We will now visualize the malignant and benign tumors by looking at the mean radius and mean texture of these tumors.

```
plt.title("Malignant vs Benign Tumor")
plt.xlabel("Radius Mean")
plt.ylabel("Texture Mean")
plt.scatter(M.radius_mean, M.texture_mean, color = "red", label = "Malignant", alpha = 0.3)
plt.scatter(B.radius_mean, B.texture_mean, color = "lime", label = "Benign", alpha = 0.3)
plt.legend()
plt.show()
```

**4. Preprocessing**

Now we will be assigning a value of ‘1’ to malignant tumors and ‘0’ to benign tumors.

```
dataset.diagnosis = [1 if i == "M" else 0 for i in dataset.diagnosis]
```

We now break our dataframe into x and y.

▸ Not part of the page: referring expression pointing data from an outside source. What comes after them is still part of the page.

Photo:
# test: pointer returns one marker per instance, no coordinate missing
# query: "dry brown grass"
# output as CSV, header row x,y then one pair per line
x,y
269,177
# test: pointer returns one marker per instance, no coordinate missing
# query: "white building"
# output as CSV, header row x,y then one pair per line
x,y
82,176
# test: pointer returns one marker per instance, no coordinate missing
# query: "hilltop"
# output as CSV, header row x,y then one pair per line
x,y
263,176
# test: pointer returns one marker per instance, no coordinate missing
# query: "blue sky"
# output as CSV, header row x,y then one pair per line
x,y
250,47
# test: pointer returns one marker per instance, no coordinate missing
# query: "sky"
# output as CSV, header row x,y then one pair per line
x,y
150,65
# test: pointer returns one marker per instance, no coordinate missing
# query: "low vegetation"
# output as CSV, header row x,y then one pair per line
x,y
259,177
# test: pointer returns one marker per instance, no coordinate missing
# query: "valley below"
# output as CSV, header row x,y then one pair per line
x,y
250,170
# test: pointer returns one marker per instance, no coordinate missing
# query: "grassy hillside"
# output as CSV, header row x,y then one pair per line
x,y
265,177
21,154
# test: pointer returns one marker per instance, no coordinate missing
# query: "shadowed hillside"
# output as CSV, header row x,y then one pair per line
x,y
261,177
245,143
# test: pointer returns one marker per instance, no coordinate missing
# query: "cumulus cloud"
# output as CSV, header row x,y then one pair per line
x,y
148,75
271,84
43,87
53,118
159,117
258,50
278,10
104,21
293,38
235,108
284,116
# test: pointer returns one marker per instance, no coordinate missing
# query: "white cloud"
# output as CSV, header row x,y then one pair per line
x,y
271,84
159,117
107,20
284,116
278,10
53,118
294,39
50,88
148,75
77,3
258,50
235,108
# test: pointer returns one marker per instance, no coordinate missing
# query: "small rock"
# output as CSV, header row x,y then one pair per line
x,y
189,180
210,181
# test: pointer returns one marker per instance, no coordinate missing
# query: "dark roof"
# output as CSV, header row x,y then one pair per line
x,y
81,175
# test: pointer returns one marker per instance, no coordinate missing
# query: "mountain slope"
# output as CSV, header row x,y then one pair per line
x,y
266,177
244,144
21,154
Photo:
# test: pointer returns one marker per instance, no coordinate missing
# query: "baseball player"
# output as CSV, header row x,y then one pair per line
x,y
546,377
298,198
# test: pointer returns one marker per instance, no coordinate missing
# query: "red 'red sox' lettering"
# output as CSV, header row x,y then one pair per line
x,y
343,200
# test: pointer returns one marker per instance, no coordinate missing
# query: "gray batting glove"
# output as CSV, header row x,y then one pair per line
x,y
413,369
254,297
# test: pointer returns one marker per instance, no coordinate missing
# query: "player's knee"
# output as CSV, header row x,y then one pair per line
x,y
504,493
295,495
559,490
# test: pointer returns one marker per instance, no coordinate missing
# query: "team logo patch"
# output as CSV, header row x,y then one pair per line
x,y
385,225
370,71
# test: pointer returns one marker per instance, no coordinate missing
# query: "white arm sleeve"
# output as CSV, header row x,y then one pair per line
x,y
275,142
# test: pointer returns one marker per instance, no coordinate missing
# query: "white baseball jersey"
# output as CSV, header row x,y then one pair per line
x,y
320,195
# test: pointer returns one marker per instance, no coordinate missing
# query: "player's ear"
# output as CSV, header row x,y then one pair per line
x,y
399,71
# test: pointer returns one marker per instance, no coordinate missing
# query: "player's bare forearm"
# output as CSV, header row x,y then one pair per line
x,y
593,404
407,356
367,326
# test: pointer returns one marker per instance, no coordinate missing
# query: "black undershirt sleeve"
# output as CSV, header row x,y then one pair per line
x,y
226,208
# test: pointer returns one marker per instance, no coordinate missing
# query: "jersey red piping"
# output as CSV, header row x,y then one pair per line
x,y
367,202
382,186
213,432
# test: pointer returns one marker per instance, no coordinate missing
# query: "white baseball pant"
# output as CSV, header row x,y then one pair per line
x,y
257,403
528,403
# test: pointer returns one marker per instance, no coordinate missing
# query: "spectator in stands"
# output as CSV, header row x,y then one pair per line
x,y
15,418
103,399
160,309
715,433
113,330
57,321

The x contains all the independent predictor variables and y contains the prediction of diagnosis.

```
x = dataset.drop(["diagnosis"], axis = 1)
y = dataset.diagnosis.values
```

**5. Data Normalization**

To improve the efficiency of the model it is always good to normalize data to bring them into a common scale.

```
# Normalization:
x = (x - np.min(x)) / (np.max(x) - np.min(x))
```

**6. Test Train Split**

Now with the help of sklearn library train_test_split module, we will split the dataset into training and testing parts.

```
from sklearn.model_selection import train_test_split
x_train, x_test, y_train, y_test = train_test_split(x, y, test_size = 0.3, random_state = 42)
```

**7. Sklearn Gaussian Naive Bayes Model**

Now we will import the Gaussian Naive Bayes module of SKlearn GaussianNB and create an instance of it. We can pass x_train and y_train to fit the model.

```
from sklearn.naive_bayes import GaussianNB
nb = GaussianNB()
nb.fit(x_train, y_train)
```

GaussianNB()

**8. Accuracy**

The following accuracy score on the test data shows how well our model Sklearn Gaussian Naive Bayes model has performed for predicting cancer.

```
print("Naive Bayes score: ",nb.score(x_test, y_test))
```

Naive Bayes score: 0.935672514619883

**Also Read –**Linear Regression in Python Sklearn with Example**Also Read**– Python Sklearn Logistic Regression Tutorial with Example

## Conclusion

Coming to the end of the article, where we explain Naive Bayes and showed you an end-to-end example of implementing Gaussian Naive Bayes in Sklearn with Cancer dataset. Hope this small introductory tutorial was quite helpful for you.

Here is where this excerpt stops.